Nous pensons que l’impact durera jusqu’en 2020. Une deuxième vague, une deuxième baisse ou un deuxième impact du coronavirus sur la population, je dirais que nous – votre estimation est aussi bonne que la nôtre. Nous avons constitué un coussin en termes de bilan pour nous permettre de faire face à la deuxième vague, ce qui créerait évidemment un trou plus profond et une fenêtre plus longue.

Donc, en planifiant, nous avons regardé jusqu’en 2021. Nous ne pensons pas que c’est ce qui va se passer en soi, cela va être bien pire lors d’une deuxième vague. Mais nous ne le savons pas. Nous anticipons et planifions donc l’incertitude.

Mais nous pensons que le deuxième trimestre a un impact sur le troisième trimestre à des niveaux similaires, le deuxième trimestre et le quatrième trimestre commençant à s’améliorer, alors que le quatrième trimestre s’améliore par rapport au deuxième et au troisième. Mais nous ne sommes toujours pas au niveau où nous aurions dû initialement avoir un plan pour l’année.

Opérateur

Et à ce stade, je voudrais renvoyer la conférence à Mike Hayford pour toute remarque supplémentaire ou de clôture.

Mike Hayford

Je vous remercie. Je tiens donc à remercier tout le monde de nous avoir rejoints aujourd’hui, lors de notre appel du premier trimestre. La pandémie de coronavirus a créé des défis uniques pour NCR, pour l’équipe de NCR ainsi que pour tous nos clients. Mais nous sommes convaincus que les mesures que nous prenons pour prendre soin de nos employés sont les plus importantes.

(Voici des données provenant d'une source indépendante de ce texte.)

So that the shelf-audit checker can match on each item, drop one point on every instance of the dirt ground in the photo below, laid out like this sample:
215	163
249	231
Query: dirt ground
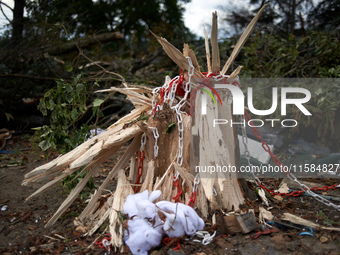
22	223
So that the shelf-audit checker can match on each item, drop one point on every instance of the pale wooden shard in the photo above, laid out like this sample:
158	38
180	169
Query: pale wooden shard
176	55
242	41
234	74
187	52
214	46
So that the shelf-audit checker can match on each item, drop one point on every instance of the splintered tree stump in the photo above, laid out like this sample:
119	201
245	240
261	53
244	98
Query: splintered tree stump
214	146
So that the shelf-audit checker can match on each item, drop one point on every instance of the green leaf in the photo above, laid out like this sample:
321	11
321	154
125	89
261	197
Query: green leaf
69	88
97	102
69	68
80	87
44	145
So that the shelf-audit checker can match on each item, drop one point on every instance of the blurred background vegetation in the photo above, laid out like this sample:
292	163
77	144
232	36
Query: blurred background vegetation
61	51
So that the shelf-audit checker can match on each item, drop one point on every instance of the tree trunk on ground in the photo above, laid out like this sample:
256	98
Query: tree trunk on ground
18	21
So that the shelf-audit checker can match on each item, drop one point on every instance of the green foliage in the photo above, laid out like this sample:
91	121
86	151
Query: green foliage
71	181
271	56
65	104
314	56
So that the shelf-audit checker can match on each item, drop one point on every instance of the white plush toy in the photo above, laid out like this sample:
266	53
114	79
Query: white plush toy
146	229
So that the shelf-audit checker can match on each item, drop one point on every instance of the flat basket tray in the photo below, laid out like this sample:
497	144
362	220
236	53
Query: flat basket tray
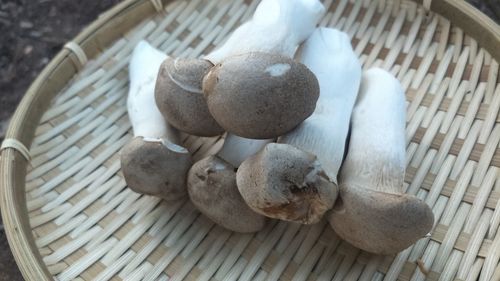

Et deuxièmement, prendre soin de nos clients, mettra NCR dans une position concurrentielle plus forte, au sortir de cette crise. Nous sommes impatients de vous parler à nouveau à la fin du deuxième trimestre et de vous tenir au courant de nos progrès en 2020. Nous vous remercions.

Opérateur

Mesdames et Messieurs, ceci conclut l’appel d’aujourd’hui. Et nous vous remercions de votre participation. Vous pouvez maintenant vous déconnecter.